= Lazarus effect =

Phenomena in semiconductor detectors

Lattice defect creation mechanism (top) and trapping/de-trapping of electrons and holes at different temperatures (bottom)

The Lazarus effect refers to semiconductor detectors; when these are used in harsh radiation environments, defects begin to appear in the semiconductor crystal lattice as atoms become displaced because of the interaction with the high-energy traversing particles. These defects, in the form of both lattice vacancies and atoms at interstitial sites, have the effect of temporarily trapping the electrons and holes which are created when ionizing particles pass through the detector.
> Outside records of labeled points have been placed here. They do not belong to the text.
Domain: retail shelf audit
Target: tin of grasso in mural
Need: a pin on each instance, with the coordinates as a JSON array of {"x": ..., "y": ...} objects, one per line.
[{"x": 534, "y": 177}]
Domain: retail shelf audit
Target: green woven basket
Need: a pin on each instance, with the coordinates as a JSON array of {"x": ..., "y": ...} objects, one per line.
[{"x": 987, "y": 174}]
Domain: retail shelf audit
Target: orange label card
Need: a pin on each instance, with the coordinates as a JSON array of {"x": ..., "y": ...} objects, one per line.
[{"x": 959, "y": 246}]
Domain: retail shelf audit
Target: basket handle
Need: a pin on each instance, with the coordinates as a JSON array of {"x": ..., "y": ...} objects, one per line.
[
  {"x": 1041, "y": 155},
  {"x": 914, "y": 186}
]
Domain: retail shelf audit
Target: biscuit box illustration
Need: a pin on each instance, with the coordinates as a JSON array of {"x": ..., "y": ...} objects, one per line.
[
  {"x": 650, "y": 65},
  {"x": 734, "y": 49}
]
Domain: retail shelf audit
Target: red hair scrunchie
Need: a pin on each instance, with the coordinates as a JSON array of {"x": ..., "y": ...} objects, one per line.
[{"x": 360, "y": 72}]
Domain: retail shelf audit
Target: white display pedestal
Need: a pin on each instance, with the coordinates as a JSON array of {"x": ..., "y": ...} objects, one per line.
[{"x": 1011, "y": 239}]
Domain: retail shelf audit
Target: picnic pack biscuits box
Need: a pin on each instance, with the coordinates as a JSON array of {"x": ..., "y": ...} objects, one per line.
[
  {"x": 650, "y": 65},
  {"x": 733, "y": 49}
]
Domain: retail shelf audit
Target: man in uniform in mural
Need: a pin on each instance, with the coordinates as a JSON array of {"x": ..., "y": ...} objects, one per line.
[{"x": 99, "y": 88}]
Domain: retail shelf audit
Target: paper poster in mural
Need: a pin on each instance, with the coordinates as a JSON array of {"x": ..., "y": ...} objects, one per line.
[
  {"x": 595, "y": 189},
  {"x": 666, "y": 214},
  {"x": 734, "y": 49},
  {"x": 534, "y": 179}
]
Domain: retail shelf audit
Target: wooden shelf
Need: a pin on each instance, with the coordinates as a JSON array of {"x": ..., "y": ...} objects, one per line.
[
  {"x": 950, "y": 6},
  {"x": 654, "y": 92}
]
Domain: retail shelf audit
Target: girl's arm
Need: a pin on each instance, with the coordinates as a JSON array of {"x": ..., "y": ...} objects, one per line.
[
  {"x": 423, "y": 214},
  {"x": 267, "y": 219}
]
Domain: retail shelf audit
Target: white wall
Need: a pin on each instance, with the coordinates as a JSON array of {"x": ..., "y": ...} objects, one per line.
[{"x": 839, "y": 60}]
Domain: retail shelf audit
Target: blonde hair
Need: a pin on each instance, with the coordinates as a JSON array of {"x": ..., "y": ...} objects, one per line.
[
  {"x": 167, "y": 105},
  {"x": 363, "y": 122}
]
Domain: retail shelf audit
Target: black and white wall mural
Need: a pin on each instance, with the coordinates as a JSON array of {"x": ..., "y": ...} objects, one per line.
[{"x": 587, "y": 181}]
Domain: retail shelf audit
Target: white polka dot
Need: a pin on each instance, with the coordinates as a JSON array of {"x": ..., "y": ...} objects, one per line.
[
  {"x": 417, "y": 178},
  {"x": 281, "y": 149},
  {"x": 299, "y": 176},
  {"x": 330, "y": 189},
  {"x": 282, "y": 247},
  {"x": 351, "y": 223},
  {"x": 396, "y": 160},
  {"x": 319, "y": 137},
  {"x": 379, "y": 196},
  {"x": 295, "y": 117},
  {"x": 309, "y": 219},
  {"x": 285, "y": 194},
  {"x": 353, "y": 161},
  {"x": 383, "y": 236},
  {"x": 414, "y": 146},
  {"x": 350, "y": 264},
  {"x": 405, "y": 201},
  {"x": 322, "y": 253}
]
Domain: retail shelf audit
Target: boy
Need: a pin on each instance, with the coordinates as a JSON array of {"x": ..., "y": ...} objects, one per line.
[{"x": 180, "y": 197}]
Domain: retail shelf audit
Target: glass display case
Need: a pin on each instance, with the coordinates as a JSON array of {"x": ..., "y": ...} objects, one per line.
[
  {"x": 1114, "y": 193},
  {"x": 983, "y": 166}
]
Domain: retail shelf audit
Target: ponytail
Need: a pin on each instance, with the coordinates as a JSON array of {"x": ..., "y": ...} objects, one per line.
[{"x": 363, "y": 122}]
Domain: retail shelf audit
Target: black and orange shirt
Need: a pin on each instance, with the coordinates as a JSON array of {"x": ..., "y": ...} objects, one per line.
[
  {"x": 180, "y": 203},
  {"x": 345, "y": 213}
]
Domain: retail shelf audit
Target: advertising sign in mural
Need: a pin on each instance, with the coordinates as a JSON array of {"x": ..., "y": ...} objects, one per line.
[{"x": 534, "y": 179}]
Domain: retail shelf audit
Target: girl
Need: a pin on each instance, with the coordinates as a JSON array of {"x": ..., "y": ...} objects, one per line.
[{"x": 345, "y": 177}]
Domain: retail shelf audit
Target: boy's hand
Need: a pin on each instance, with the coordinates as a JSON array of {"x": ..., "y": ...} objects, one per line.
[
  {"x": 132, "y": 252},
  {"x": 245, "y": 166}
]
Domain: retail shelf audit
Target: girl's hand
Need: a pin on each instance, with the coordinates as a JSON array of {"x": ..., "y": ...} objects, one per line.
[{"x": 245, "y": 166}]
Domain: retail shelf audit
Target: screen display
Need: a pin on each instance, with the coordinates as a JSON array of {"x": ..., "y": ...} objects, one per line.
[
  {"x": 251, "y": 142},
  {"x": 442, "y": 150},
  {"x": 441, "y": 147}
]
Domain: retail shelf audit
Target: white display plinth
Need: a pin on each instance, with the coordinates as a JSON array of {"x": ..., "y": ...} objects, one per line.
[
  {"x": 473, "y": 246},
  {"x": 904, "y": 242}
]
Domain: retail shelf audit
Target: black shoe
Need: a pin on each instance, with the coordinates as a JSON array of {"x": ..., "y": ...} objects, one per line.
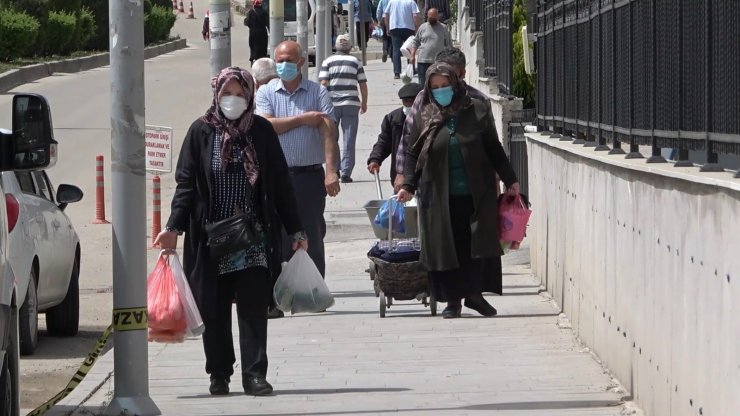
[
  {"x": 274, "y": 313},
  {"x": 219, "y": 386},
  {"x": 452, "y": 311},
  {"x": 257, "y": 386},
  {"x": 480, "y": 305}
]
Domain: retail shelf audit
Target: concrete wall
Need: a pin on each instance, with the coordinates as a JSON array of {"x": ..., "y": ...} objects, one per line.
[{"x": 645, "y": 261}]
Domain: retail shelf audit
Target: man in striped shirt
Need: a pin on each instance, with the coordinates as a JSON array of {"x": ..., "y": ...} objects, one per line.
[{"x": 342, "y": 74}]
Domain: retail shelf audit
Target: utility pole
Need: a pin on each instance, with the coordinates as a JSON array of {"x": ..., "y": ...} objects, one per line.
[
  {"x": 277, "y": 26},
  {"x": 351, "y": 22},
  {"x": 127, "y": 117},
  {"x": 320, "y": 35},
  {"x": 302, "y": 18},
  {"x": 220, "y": 24}
]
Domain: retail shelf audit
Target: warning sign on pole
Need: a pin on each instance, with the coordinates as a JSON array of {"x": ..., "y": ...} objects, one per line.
[{"x": 158, "y": 149}]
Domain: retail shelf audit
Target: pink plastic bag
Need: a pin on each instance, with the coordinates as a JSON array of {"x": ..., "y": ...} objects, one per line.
[
  {"x": 513, "y": 216},
  {"x": 166, "y": 315}
]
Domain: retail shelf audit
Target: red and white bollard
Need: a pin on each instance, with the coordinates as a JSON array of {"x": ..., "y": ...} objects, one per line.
[
  {"x": 156, "y": 209},
  {"x": 99, "y": 191}
]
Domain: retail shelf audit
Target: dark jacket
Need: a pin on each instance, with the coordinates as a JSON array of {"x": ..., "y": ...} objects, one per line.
[
  {"x": 191, "y": 205},
  {"x": 257, "y": 20},
  {"x": 484, "y": 157},
  {"x": 388, "y": 139}
]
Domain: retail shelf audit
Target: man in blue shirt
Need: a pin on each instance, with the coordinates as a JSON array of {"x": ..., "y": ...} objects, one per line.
[{"x": 302, "y": 115}]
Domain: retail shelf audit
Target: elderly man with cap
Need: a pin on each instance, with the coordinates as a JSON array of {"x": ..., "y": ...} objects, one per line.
[
  {"x": 342, "y": 74},
  {"x": 391, "y": 129}
]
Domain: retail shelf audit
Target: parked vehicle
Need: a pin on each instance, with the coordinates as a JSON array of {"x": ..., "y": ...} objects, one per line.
[
  {"x": 44, "y": 252},
  {"x": 28, "y": 146}
]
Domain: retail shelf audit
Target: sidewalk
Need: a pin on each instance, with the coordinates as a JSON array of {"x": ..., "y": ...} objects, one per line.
[{"x": 349, "y": 361}]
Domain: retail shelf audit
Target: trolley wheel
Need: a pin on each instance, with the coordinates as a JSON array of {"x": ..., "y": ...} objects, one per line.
[{"x": 381, "y": 303}]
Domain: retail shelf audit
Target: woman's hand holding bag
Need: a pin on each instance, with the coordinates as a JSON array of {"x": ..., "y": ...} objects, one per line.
[{"x": 300, "y": 288}]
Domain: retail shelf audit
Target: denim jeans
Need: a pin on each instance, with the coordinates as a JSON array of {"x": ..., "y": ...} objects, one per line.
[
  {"x": 348, "y": 119},
  {"x": 398, "y": 36}
]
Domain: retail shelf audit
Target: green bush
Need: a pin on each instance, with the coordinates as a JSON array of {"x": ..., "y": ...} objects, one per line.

Since it is these electrons and holes drifting in an electric field which produce a signal that announces the passage of a particle, when large amounts of defects are produced, the detector signal can be strongly reduced leading to an unusable (dead) detector.

Radiation damage produced by relativistic lead ions from the SPS beam hitting a silicon microstrip detector of the NA50 experiment at CERN

However in 1997, Vittorio Giulio Palmieri, Kurt Borer, Stefan Janos, Cinzia Da Viá and Luca Casagrande at the University of Bern (Switzerland) found out that at temperatures below 130 kelvins (about −143 degrees Celsius), dead detectors apparently come back to life. The explanation of this phenomenon, known as the Lazarus effect, is related to the dynamics of the induced defects in the semiconductor bulk.

At room temperature radiation damage induced defects temporarily trap electrons and holes resulting from ionization, which are then emitted back to the conduction band or valence band in a time that is typically longer than the read-out time of the connected electronics. Consequently the measured signal is smaller than it should be. This leads to low signal-to-noise ratios that in turn can prevent the detection of the traversing particle.
At cryogenic temperatures, however, once an electron or hole, resulting from ionization or from detector leakage current, is trapped in a local defect, it remains trapped for a long time due to the very low thermal energy of the lattice. This leads to a large fraction of 'traps' becoming filled and therefore inactive. Trapping of electrons and holes generated by particles traversing the detector is then prevented and little or no signal is lost. Such behaviour has been observed in a number of scientific papers.

Thanks to the Lazarus effect, silicon detectors have been proven to be able survive radiation doses in excess of 90 GRad and they have been proposed for future high luminosity experiments. A scientific collaboration RD39 has been established at CERN to fully understand the details of the physics involved in the phenomenon.

Recently, the Lazarus effect has been proposed as the mechanism providing enhanced radiation hardness for high energy silicon alpha and beta voltaic devices operated at cryogenic temperatures. This could lead to devices based on Strontium-90 radioisotope, which is much cheaper than Nickel-63 currently used in diamond nuclear batteries. Such devices could be useful for deep space exploration.